Managing MVE settings

Notes:

  1. From the Configurations tab, edit a configuration.

  2. From the Security tab, manage the security settings available for your device.

    Note: Some security settings may not be available, depending on your printer model.

  3. Click Save.

Preparing solutions for enforcement

Creating a solutions package

  1. Export the device list from MVE using Data Export.

    1. From the Header area, click the export data icon.

    2. From the Include Printers menu, select a device group.

    3. Select the Device List template, and then run Data Export.

      Note: When creating a custom template, add only Model and Serial Number to the Exported Fields section.

    4. Click Finalize Export.

  2. Access Package Builder.

    Note: If you need access to Package Builder, contact your administrator.

    1. Log in to Package Builder at https://cdp.lexmark.com/package-builder/.

    2. Import the device list.

    3. Type the package description, and then if necessary, type your e-mail address.

    4. From the Product menu, select a solution or solutions, and then if necessary, add licenses.

    5. Click Next > Finish. The package download link is sent to your e-mail.

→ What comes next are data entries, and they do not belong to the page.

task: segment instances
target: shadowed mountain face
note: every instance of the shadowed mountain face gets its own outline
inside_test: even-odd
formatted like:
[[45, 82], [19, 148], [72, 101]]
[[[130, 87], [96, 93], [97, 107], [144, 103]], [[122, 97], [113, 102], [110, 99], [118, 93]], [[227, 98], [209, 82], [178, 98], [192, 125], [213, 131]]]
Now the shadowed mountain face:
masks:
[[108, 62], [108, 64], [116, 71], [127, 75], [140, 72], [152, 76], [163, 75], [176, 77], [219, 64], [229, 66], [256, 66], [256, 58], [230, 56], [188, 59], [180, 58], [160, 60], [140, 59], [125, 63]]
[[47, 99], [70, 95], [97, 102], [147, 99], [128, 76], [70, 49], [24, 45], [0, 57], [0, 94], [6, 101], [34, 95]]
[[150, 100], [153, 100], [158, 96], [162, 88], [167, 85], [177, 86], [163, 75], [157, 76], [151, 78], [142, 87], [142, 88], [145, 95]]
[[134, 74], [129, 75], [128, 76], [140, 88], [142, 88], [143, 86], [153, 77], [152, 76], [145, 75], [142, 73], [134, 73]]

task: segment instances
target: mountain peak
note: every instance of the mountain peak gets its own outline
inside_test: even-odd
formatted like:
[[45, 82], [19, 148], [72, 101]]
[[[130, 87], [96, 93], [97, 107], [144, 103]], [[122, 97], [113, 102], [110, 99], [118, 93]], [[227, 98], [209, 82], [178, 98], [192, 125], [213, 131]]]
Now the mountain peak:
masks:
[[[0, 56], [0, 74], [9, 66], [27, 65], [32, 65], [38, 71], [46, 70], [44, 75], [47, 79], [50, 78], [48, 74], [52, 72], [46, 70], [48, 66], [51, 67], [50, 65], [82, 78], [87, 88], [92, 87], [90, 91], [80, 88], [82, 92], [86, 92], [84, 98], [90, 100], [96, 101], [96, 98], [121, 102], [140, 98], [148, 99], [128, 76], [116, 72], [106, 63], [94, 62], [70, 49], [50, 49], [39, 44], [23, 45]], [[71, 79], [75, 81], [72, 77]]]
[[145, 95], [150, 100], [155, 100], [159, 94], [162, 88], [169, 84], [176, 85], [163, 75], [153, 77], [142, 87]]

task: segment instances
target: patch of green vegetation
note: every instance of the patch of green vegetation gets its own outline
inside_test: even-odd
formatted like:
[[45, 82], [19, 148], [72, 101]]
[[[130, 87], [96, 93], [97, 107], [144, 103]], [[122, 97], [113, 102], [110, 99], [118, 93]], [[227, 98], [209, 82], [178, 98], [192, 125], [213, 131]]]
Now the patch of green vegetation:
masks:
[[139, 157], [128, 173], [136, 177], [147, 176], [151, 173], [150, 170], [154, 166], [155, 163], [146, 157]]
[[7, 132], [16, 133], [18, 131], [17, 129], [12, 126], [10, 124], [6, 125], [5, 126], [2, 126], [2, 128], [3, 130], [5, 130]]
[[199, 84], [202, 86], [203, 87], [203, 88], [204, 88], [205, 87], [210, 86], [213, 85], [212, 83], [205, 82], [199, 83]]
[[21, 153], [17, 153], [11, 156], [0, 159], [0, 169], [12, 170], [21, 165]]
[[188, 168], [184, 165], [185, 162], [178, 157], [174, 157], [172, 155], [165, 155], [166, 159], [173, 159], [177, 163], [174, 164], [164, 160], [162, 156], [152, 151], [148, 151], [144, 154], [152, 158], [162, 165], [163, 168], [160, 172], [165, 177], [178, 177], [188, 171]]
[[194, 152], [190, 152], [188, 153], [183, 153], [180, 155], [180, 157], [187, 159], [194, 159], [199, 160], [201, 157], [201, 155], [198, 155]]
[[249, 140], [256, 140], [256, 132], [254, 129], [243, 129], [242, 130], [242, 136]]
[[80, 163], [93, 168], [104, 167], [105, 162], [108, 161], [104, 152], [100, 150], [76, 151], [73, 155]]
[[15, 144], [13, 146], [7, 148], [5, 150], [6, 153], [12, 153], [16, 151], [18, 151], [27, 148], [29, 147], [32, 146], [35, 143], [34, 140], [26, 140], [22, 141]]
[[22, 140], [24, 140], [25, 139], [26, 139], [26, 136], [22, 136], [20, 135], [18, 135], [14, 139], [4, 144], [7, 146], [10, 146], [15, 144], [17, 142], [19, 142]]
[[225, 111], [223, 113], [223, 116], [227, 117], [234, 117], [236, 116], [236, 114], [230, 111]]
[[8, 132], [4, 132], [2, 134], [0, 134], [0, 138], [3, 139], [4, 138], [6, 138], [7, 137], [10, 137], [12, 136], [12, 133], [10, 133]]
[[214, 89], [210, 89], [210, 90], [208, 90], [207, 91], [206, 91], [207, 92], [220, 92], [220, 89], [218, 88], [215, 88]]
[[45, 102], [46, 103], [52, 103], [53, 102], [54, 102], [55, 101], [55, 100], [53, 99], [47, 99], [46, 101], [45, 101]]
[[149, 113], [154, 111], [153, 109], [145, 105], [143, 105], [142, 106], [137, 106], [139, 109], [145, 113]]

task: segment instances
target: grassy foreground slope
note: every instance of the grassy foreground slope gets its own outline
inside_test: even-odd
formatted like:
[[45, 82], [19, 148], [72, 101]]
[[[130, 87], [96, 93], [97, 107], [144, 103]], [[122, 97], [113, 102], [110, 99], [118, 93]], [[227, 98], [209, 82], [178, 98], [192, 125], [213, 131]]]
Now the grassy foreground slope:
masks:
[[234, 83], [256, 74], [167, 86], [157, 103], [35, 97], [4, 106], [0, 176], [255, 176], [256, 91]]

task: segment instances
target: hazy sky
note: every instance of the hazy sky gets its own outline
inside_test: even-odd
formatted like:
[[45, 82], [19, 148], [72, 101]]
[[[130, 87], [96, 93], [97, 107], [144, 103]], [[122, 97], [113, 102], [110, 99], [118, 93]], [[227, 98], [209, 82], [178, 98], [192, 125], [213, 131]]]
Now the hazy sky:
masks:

  3. Download the package.

Adding solutions to a configuration

Note: Solutions that are not compatible with a device assigned to a configuration do not appear in the Configurations view.

  1. Import the solutions package downloaded from Package Builder. For more information, see Importing files to the library.

  2. From the Configurations tab, add or edit a configuration.

  3. From the Solutions tab, select one or more solutions to deploy.

    Notes:

    • For a Solutions bundle, select the components that you want to include.
    • Licenses are automatically retrieved from the imported solutions package.
    • For new configurations, MVE checks for licenses as you assign the configuration to devices. For configurations that are already assigned to devices, MVE checks for licenses as you select the solutions.

  4. From the General Settings section, set the license type and transfer method.

  5. Apply the changes.

Checking conformance with a configuration

  1. From the Configurations tab, select one or more devices.

  2. Assign a configuration, and then click Conformance.

  3. If a question mark or X appears, then click the log icon to view specific details.

    4. Note: A configuration conformance check can be scheduled to occur regularly or at a predetermined time. For more information, see Scheduling tasks.

Enforcing a configuration

  1. From the Configurations tab, select one or more devices.

  2. Assign a configuration, and then click Enforce.

  3. Click the log icon to check that the configuration enforcement is complete.

    4. Note: A configuration enforcement task can be scheduled to occur regularly or at a predetermined time. For more information, see Scheduling tasks.

Removing a configuration

  1. From the Configurations tab, select one or more devices.

  2. Click Configurations > the remove icon.